NBN Co has quietly picked up 850MHz of spectrum from AAPT in the 28GHz spectrum band for its satellite service, but the company has refused to reveal how much it paid.
Written by Josh Taylor, Contributor

NBN Co has quietly picked up 850MHz of spectrum from AAPT in the 28GHz spectrum band for its satellite service, but the company has refused to reveal how much it paid.

In its six-monthly report to the government, released yesterday, the company revealed that in November, it had acquired 850MHz of spectrum in the 28GHz band from internet service provider (ISP) AAPT for the provision of the company's long-term satellite service, which will be launched in 2015.

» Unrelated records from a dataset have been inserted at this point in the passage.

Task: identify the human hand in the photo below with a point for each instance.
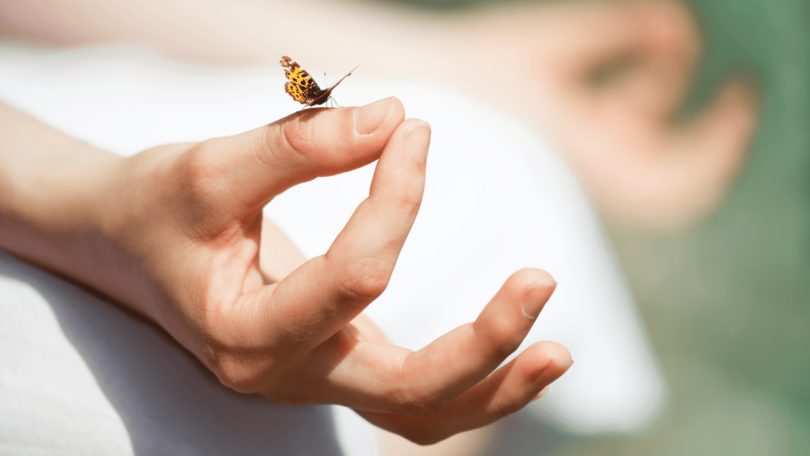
(643, 168)
(175, 233)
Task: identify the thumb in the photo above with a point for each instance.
(262, 163)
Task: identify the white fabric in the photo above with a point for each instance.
(497, 200)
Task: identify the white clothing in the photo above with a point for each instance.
(82, 375)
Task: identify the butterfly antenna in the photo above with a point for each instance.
(344, 77)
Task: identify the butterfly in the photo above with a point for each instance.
(302, 87)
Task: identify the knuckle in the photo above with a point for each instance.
(237, 376)
(203, 173)
(424, 437)
(501, 337)
(294, 137)
(239, 366)
(421, 404)
(364, 282)
(500, 409)
(408, 203)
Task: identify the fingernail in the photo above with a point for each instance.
(543, 392)
(547, 375)
(564, 362)
(417, 140)
(369, 117)
(536, 296)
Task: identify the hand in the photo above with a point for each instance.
(175, 233)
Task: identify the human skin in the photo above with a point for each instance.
(176, 233)
(533, 61)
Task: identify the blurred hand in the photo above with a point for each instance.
(641, 167)
(175, 233)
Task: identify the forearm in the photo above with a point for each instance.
(50, 199)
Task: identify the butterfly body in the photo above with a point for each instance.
(302, 88)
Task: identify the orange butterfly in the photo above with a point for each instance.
(302, 87)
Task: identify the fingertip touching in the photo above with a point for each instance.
(536, 287)
(332, 141)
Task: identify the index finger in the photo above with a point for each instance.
(327, 292)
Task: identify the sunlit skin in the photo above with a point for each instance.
(642, 169)
(176, 233)
(532, 61)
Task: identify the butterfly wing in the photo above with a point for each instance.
(300, 84)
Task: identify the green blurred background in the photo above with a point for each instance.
(727, 303)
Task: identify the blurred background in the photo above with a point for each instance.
(688, 123)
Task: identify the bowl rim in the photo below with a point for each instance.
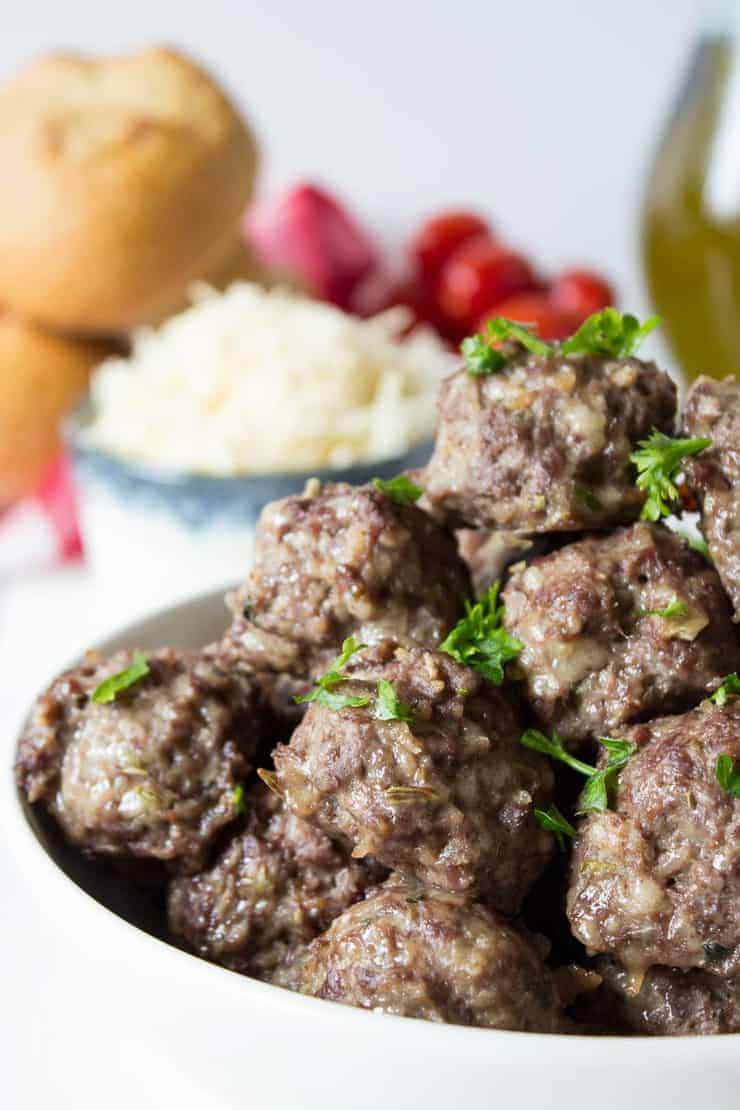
(37, 867)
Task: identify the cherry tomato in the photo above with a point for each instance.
(534, 309)
(580, 292)
(480, 273)
(437, 240)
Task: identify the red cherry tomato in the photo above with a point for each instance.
(437, 240)
(533, 309)
(480, 273)
(580, 292)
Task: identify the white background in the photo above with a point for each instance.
(543, 114)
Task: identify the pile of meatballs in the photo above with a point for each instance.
(388, 851)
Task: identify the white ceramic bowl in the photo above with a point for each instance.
(229, 1041)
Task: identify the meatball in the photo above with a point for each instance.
(429, 954)
(665, 1002)
(275, 886)
(446, 795)
(657, 879)
(712, 410)
(340, 559)
(597, 653)
(150, 774)
(545, 444)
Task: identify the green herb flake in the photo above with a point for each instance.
(388, 705)
(537, 742)
(658, 461)
(673, 611)
(730, 685)
(401, 490)
(727, 775)
(237, 800)
(499, 329)
(480, 359)
(595, 797)
(479, 639)
(609, 333)
(322, 692)
(553, 820)
(111, 687)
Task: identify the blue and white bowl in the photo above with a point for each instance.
(153, 536)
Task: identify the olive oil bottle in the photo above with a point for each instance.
(691, 215)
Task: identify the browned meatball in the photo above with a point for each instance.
(657, 880)
(596, 653)
(448, 797)
(434, 955)
(152, 773)
(545, 444)
(274, 887)
(712, 410)
(340, 559)
(665, 1002)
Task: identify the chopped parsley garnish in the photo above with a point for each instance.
(596, 791)
(555, 749)
(401, 490)
(673, 611)
(555, 823)
(480, 359)
(727, 775)
(479, 641)
(110, 687)
(658, 462)
(607, 333)
(610, 334)
(323, 692)
(388, 705)
(237, 799)
(731, 685)
(500, 329)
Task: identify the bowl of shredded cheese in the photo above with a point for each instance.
(235, 402)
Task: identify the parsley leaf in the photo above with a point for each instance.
(479, 641)
(237, 799)
(480, 359)
(322, 692)
(555, 823)
(610, 334)
(555, 749)
(595, 796)
(727, 776)
(658, 462)
(110, 687)
(731, 685)
(596, 791)
(675, 609)
(389, 706)
(500, 329)
(401, 490)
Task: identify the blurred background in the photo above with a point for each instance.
(543, 118)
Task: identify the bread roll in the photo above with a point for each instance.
(123, 180)
(41, 377)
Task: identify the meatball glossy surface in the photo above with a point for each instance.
(434, 955)
(448, 797)
(666, 1002)
(544, 445)
(712, 410)
(657, 879)
(152, 773)
(275, 886)
(597, 655)
(337, 561)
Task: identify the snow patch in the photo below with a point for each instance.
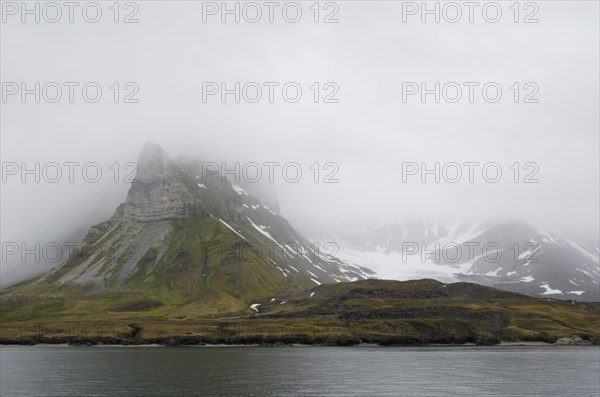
(550, 291)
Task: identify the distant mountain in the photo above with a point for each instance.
(190, 243)
(510, 255)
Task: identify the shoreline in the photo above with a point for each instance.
(134, 344)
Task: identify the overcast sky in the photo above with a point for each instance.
(368, 134)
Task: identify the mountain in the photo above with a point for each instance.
(185, 243)
(367, 311)
(510, 255)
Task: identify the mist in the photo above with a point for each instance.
(362, 143)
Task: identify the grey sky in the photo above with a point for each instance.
(368, 134)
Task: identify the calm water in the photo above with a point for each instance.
(300, 371)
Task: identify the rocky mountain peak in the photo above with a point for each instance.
(156, 193)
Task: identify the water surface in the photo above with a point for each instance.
(300, 371)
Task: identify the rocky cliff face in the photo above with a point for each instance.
(186, 237)
(157, 193)
(510, 255)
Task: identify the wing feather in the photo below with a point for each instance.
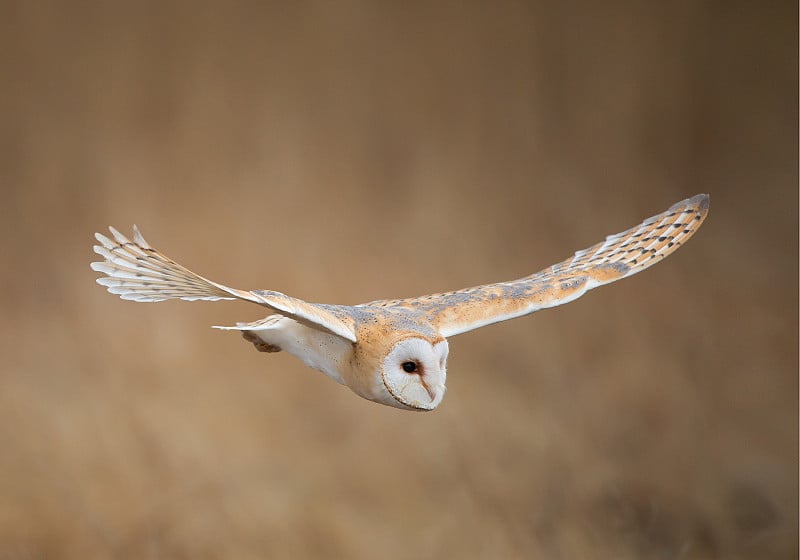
(136, 271)
(618, 256)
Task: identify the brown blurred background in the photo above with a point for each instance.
(352, 150)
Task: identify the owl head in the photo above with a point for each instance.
(413, 374)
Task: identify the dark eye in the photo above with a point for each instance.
(409, 367)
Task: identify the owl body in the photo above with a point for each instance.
(394, 352)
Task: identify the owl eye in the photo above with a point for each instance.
(409, 367)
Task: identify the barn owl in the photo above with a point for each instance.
(394, 352)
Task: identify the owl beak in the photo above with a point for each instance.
(430, 391)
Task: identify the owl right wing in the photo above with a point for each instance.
(136, 271)
(619, 256)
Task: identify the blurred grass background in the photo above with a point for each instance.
(352, 150)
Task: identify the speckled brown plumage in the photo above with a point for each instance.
(366, 346)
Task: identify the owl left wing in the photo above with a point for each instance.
(619, 256)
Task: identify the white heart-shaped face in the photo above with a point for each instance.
(414, 373)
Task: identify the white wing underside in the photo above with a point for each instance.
(136, 271)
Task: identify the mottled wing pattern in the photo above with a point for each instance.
(136, 271)
(619, 256)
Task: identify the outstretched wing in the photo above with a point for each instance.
(136, 271)
(619, 256)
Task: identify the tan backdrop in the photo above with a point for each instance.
(351, 150)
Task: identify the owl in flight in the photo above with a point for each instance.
(394, 352)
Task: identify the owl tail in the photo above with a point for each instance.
(136, 271)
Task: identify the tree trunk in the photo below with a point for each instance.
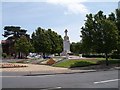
(106, 56)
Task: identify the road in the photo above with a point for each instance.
(101, 79)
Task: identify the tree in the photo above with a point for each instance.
(46, 41)
(23, 46)
(99, 34)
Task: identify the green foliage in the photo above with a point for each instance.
(4, 55)
(117, 61)
(99, 34)
(74, 63)
(23, 45)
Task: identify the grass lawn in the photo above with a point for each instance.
(84, 62)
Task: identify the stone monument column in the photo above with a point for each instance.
(66, 44)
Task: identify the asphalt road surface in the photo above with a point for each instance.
(101, 79)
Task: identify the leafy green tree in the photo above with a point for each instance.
(23, 46)
(99, 34)
(115, 17)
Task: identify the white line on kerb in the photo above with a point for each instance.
(106, 81)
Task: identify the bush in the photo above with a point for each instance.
(93, 56)
(50, 61)
(117, 56)
(82, 64)
(4, 55)
(110, 62)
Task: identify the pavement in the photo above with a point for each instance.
(34, 69)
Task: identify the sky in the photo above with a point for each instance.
(57, 15)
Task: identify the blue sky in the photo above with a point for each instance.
(55, 14)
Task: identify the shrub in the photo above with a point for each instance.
(4, 55)
(82, 64)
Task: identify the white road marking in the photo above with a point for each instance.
(106, 81)
(29, 76)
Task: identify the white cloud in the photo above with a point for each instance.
(72, 6)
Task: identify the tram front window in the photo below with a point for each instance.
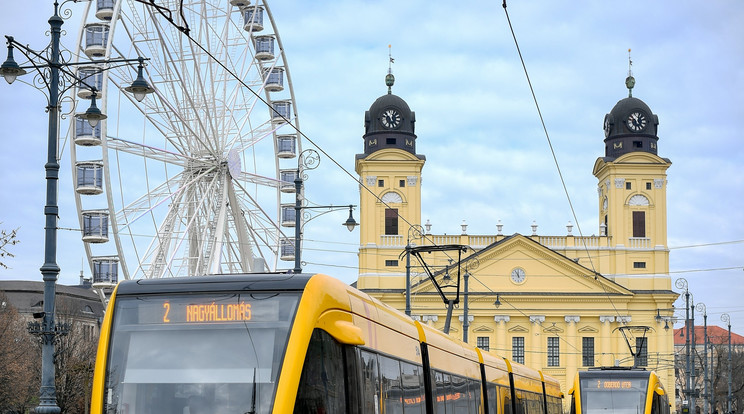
(194, 354)
(618, 396)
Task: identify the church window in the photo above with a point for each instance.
(587, 351)
(482, 342)
(554, 351)
(518, 349)
(391, 221)
(639, 224)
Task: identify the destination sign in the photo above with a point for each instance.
(208, 312)
(614, 384)
(206, 309)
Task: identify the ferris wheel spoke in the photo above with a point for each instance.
(150, 152)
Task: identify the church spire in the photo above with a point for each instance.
(389, 78)
(630, 80)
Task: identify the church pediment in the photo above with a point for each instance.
(520, 265)
(391, 154)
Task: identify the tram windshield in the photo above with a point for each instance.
(196, 353)
(613, 395)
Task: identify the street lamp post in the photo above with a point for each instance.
(689, 391)
(53, 72)
(309, 159)
(465, 316)
(726, 318)
(416, 231)
(701, 308)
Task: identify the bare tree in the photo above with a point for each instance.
(7, 238)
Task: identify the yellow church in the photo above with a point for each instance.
(559, 303)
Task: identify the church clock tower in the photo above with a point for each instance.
(632, 192)
(390, 199)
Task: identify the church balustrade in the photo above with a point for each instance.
(481, 241)
(553, 241)
(392, 240)
(639, 243)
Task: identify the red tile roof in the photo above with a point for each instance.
(716, 335)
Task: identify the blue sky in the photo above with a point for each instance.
(487, 156)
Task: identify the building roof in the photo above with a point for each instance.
(716, 335)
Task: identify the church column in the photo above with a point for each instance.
(534, 356)
(622, 351)
(606, 358)
(501, 347)
(573, 351)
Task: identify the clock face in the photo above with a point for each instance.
(607, 126)
(518, 275)
(636, 121)
(390, 118)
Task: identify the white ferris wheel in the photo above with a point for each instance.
(190, 181)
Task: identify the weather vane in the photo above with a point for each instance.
(389, 78)
(630, 80)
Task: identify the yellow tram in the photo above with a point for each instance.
(621, 390)
(283, 343)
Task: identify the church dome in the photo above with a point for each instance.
(376, 118)
(630, 127)
(389, 123)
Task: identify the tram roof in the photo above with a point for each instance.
(233, 282)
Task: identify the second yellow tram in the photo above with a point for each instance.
(620, 390)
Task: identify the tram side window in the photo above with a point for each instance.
(392, 394)
(460, 394)
(474, 395)
(492, 398)
(442, 404)
(554, 405)
(660, 405)
(507, 400)
(370, 383)
(322, 387)
(412, 380)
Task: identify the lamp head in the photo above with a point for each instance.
(10, 69)
(139, 87)
(350, 223)
(93, 115)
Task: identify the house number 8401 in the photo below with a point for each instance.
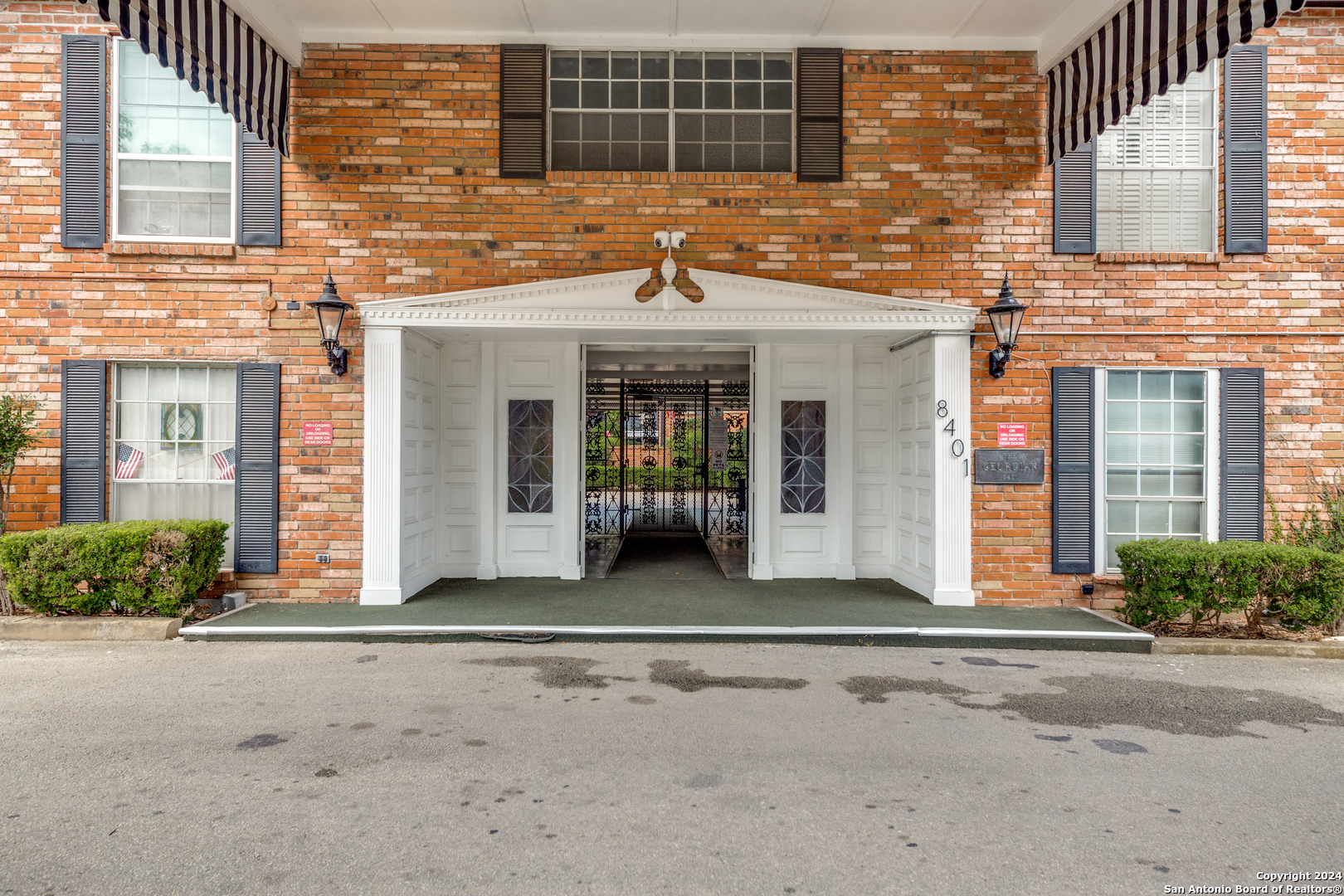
(957, 448)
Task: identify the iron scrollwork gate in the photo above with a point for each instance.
(647, 462)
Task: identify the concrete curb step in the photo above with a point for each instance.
(1235, 648)
(95, 629)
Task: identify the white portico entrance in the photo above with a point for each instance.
(475, 425)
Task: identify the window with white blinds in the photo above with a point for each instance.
(1157, 173)
(173, 156)
(173, 440)
(1157, 455)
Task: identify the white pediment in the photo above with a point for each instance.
(730, 299)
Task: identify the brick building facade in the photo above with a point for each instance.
(392, 186)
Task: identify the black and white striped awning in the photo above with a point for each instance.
(219, 54)
(1146, 49)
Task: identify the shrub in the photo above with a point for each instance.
(1166, 581)
(127, 567)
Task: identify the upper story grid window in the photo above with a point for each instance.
(645, 110)
(173, 163)
(1157, 455)
(1157, 173)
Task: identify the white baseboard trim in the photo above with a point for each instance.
(381, 596)
(806, 571)
(929, 631)
(418, 583)
(953, 598)
(530, 570)
(919, 586)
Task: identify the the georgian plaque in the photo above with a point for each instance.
(1011, 466)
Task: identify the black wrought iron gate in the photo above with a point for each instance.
(647, 457)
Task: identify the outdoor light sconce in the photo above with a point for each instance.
(331, 314)
(1006, 319)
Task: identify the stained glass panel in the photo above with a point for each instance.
(531, 440)
(802, 485)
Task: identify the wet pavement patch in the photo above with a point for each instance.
(1210, 711)
(257, 742)
(991, 661)
(678, 674)
(1094, 702)
(875, 688)
(558, 672)
(702, 779)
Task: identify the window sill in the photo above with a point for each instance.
(1159, 258)
(203, 250)
(674, 176)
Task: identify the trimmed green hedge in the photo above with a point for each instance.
(128, 567)
(1166, 581)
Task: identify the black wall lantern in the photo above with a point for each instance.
(1006, 317)
(331, 314)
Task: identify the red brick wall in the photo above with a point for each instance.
(392, 188)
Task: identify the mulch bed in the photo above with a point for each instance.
(1237, 631)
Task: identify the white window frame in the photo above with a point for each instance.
(1213, 455)
(227, 563)
(1214, 73)
(671, 110)
(116, 173)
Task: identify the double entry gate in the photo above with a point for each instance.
(665, 455)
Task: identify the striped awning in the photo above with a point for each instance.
(1146, 49)
(219, 54)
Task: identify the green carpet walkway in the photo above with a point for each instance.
(785, 610)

According to the Australian Communications and Media Authority (ACMA) website, NBN Co has picked up just over two years' worth of spectrum licences in the 28GHz band in Adelaide, central-west NSW, Hobart, inner-west Queensland, Launceston, Mount Gambier, northern NSW, south Perth, "remote Australia", Riverland, South Coast NSW, south-west WA and the Spencer Gulf.

NBN Co refused to reveal the cost of this spectrum purchase to ZDNet Australia, due to "commercial sensitivity".

NBN Co has frequently declined to release information about purchases and tendering processes, due to the information being "commercial in confidence". Questions about the halting of the construction tender process last year, and details on how NBN Co prices the extension of the fibre roll-out to areas outside of the planned 93 per cent of the population have been met with denials on the basis of commercial confidentiality.

Even questions from members of parliament have been shot down with a similar commercial confidentiality claim. In the second report of the joint parliamentary committee reviewing the National Broadband Network (NBN) roll-out, committee chair Rob Oakeshott expressed frustration with NBN Co continually using this provision to withhold information from the committee.

"The committee will continue to monitor claims of commercial in confidence, and may seek to press the issue if it believes its mandate from the parliament and the government is being unduly impeded by such claims without satisfactory explanation," Oakeshott said.

Shadow Communications Minister Malcolm Turnbull agreed.

"While appreciating that some matters are genuinely commercially sensitive, the coalition members of the committee do not see why a commercial contract should receive automatic and blanket protection from parliamentary scrutiny simply because it involves a private-sector counter-party," Turnbull said.

The AAPT buy is not the first spectrum grab for NBN Co. Last year, the company bought spectrum in the 2.3GHz and 3.4GHz spectrums from Austar for $120 million. NBN Co plans to use this spectrum for its fixed-wireless long-term evolution (LTE) network, which is expected to be up and running by 2015 for 4 of the 7 per cent of Australian premises not covered in the fibre roll-out.

The spectrum licences that NBN Co bought from AAPT are set to expire before NBN Co's satellite service has launched in 2015. NBN Co said that as the licence holder, it will now be in a position to discuss renewing these licences with the ACMA.